Soooo….I tried my 2nd Ashtanga class last night. That is the bendy, twisty, what the hell am I getting myself into Yoga. This is where all of those dope ass poses come from. Your girl was not near the vast majority of these poses, but I had moments where I did surprise myself! I underestimate my strength and body awareness sometimes. While I am not a seasoned yogi, I do have pretty good understanding of my body via dance and such.
It was just me….Sarah, the instructor, actually practiced with me to help create energy in the room, which was awesome. I was able to breathe with her and look at her to guidance on these poses. She began class, by asking me how I was doing and if I was having any issues. Now when a regular person asks you how you are doing, most people bullshit and say, “Oh I’m good.” In yoga, it’s a whole different question. It means are you tight anywhere, have you had an emotionally charged day, how far along are you in your practice, what are you focusing on? It’s a loaded question.

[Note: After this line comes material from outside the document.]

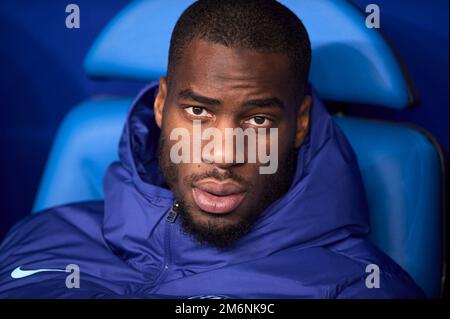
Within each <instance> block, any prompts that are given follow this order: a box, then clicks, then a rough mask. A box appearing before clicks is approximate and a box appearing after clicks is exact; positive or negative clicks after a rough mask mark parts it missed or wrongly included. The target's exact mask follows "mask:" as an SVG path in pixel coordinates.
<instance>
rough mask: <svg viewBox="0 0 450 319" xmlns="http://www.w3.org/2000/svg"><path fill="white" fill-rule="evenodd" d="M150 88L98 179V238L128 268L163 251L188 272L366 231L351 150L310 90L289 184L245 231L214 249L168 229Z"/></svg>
mask: <svg viewBox="0 0 450 319" xmlns="http://www.w3.org/2000/svg"><path fill="white" fill-rule="evenodd" d="M157 90H158V87H157V86H156V85H151V86H149V87H147V88H145V89H144V90H143V91H142V92H141V93H140V94H139V95H138V97H137V98H136V99H135V101H134V103H133V105H132V106H131V108H130V111H129V114H128V119H127V121H126V123H125V126H124V129H123V133H122V137H121V140H120V145H119V156H120V162H116V163H113V164H112V165H111V166H110V167H109V168H108V171H107V173H106V175H105V179H104V191H105V215H104V224H103V232H104V236H105V239H106V241H107V243H108V245H109V246H110V247H111V248H112V249H113V250H114V252H115V253H116V254H118V255H120V256H121V257H122V258H124V259H125V260H127V262H128V263H130V264H131V265H132V266H134V267H136V268H138V269H140V270H143V271H145V272H148V273H152V270H155V271H156V270H158V269H160V267H161V264H162V263H167V259H168V258H169V257H170V260H171V262H172V263H173V264H174V265H175V266H174V268H175V269H178V271H180V272H182V273H186V272H193V273H195V272H197V271H205V270H208V269H210V268H211V267H220V266H225V265H227V264H232V263H238V262H244V261H246V260H251V259H255V258H261V257H265V256H268V255H271V254H274V253H277V252H281V251H284V250H287V249H291V248H295V249H297V248H303V247H311V246H325V245H329V244H332V243H336V242H338V241H341V240H343V239H345V238H348V237H350V236H353V237H355V236H365V235H366V234H367V232H368V206H367V201H366V197H365V192H364V187H363V184H362V179H361V176H360V172H359V168H358V164H357V161H356V157H355V154H354V152H353V150H352V148H351V146H350V145H349V143H348V141H347V139H346V138H345V136H344V135H343V133H342V132H341V130H340V129H339V128H338V127H337V125H336V124H335V122H334V121H333V119H332V118H331V116H330V115H329V114H328V112H327V111H326V110H325V107H324V106H323V104H322V102H321V101H320V100H319V98H318V97H317V95H316V93H315V92H314V91H312V93H311V94H312V97H313V104H312V107H311V113H310V130H309V133H308V135H307V137H306V138H305V141H304V143H303V145H302V146H301V148H300V150H299V152H298V158H297V168H296V173H295V177H294V180H293V182H292V185H291V187H290V189H289V191H288V192H287V193H286V194H285V195H284V196H283V197H282V198H281V199H279V200H278V201H276V202H275V203H273V204H272V205H270V207H268V208H267V209H266V210H265V211H264V212H263V213H262V214H261V215H260V217H259V218H258V220H257V221H256V222H255V224H254V225H253V227H252V230H251V231H250V232H249V233H248V234H247V235H245V236H244V237H243V238H242V239H240V240H239V241H238V242H236V243H235V244H233V245H232V246H230V247H227V248H225V249H217V248H215V247H212V246H208V245H199V244H197V243H196V242H195V240H193V239H192V238H191V237H190V236H188V235H186V234H184V233H183V231H182V230H181V225H180V223H179V221H178V220H177V221H175V223H173V230H170V232H168V231H167V229H166V228H167V227H172V226H167V224H170V223H167V221H166V219H165V218H164V217H165V216H166V214H167V212H168V211H169V210H170V208H171V206H172V205H173V203H174V200H175V198H174V196H173V194H172V192H171V191H170V190H169V189H168V188H167V187H166V186H165V182H164V178H163V177H162V174H161V172H160V170H159V167H158V161H157V144H158V138H159V128H158V127H157V125H156V123H155V120H154V114H153V102H154V98H155V95H156V93H157ZM169 243H170V244H169ZM168 245H169V246H170V247H168ZM168 256H169V257H168ZM153 273H154V272H153Z"/></svg>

I told her that this was my 10th class overall, and I finally felt like I’m in a place in my life where I am welcoming the mental calm that yoga provides. The strength and flexibility is secondary to me at this point. I’m just showing up on the mat 2-3 times a week and seeing where it takes me. I am learning to appreciate the journey!
She focused on my breath, which I feel like I did a much better job at this time. Breathing in and out and moving poses in sync. It felt good and EXHAUSTING. I am not really sore today, but achy. I could say that I really wasn’t thinking about anything for a vast majority of that class. Just posing and REALLY focusing on breathing to forget that I was there by myself and wanting to lay down. I have never gotten into savasana so fast when she told me to lie down! That was welcomed and needed at the end of that practice. It was awesome. I look forward to more of that class and leaving my troubles at the door, as well as bringing some troubles in with me and breathing through it.
PS- What is going on in that chant? What does it mean? How did she learn that. I’m so intrigued.